On Jan. 27, during the first hearing for Senate Bill 99, which bans gender-affirming care, Zephyr testified in opposition and spoke to the more than 90 people who came to the Senate Judiciary Committee to do the same.

“If the Senate does not table this, we will fight like hell for you in the House,” she said.

It was that same bill that nearly three months later led to her being banned from the House.

During debate last week on SB99, Zephyr told Republicans who would vote for the amendments requested by Republican Gov. Greg Gianforte they should be ashamed of themselves and that next time they bowed their heads to pray, they would “see the blood on (their) hands” — a reference to suicide rates among transgender youth and personal stories shared with her by parents of trans children who have attempted suicide in response to the legislature’s efforts, she has said.

Those comments drew condemnation from Republican leadership, a censure call from the right-wing Freedom Caucus, and Speaker Matt Regier, R-Kalispell, to stop recognizing her on the floor – which is what led hundreds of people, including many from her district in Missoula, to come to the Capitol in Helena on Monday to protest.

As her supporters shouted from the House gallery to “Let her speak,” she stood at her desk with a microphone raised, amplifying the voices of the protesters and yelling out her thanks to them. Doing so is what led Republicans to punish her on Wednesday.

“I stood up in solidarity with them and I would do it every day.

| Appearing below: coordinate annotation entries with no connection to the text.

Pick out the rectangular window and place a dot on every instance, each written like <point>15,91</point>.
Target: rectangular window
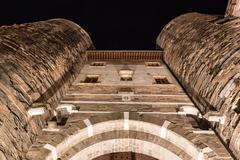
<point>161,80</point>
<point>98,64</point>
<point>153,64</point>
<point>91,79</point>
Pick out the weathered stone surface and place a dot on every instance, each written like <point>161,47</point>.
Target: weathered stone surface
<point>37,62</point>
<point>203,53</point>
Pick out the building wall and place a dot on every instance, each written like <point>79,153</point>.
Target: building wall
<point>37,63</point>
<point>203,53</point>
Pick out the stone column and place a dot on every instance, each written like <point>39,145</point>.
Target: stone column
<point>233,8</point>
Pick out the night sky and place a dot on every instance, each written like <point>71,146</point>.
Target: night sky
<point>123,24</point>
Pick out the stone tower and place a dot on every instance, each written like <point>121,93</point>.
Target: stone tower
<point>60,99</point>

Because when I do so, I stand up for democracy,” she said following Wednesday’s floor session. “And if there’s comments about civil disobedience, the protesters on Monday join a long line of people who have stood up for democracy, and those in charge have taken offense to that. I’m proud of standing up for my community.”

Zephyr echoed comments made on the floor by House Minority Leader Kim Abbott, D-Helena, that she questioned lawmakers who would not stand up for her constituents and their voices — what she called the “first principles of democracy.”

She said her party stood by her Wednesday following a week of nonrecognition from Republicans, most of whom have voted to continue to allow Regier not to recognize her multiple times since last Thursday. Several Democratic lawmakers came up to hug her after the floor session, and many were seen in tears.

“There are 32 different voices in the caucus, just like there are 100 different voices in the chamber,” she said. “But what you saw today was Democrats stood up for democracy today. They stood up for the first principles that we are sent here to defend.”

Zephyr told the Daily Montanan that in private conversations throughout the session, some Republicans have told her they don’t support the anti-trans policies and they care for her.

“But then they would give an excuse. ‘I’m afraid of being primaried. I’m afraid that my party will hurt my bills if I do this,’” she said. “And when the question came of what side of history are you going to follow, and when all of these anti-LGBTQ attacks are coming again and again, you saw them pick the hateful and harmful side.”

“When you live that for an entire session, it is unsurprising that when someone is getting silenced, and their constituents are getting silenced for standing up in defense of that community and in defense of democracy, that they would do the same thing,” she added.

She placed the blame for the protests at Regier’s feet, saying on the floor that when he gaveled down the protesters and her on Monday, “what he was doing was driving a nail in the coffin of democracy.”

For the rest of the session, Zephyr says she will continue to represent her 11,000 Missoula constituents as best she can under the circumstances. And she made clear when asked about her political future she is not intimidated by her censure.

“I will be here as long as the constituents of my House district deem me to be the person they want to represent them in the people’s House of Montana,” she said.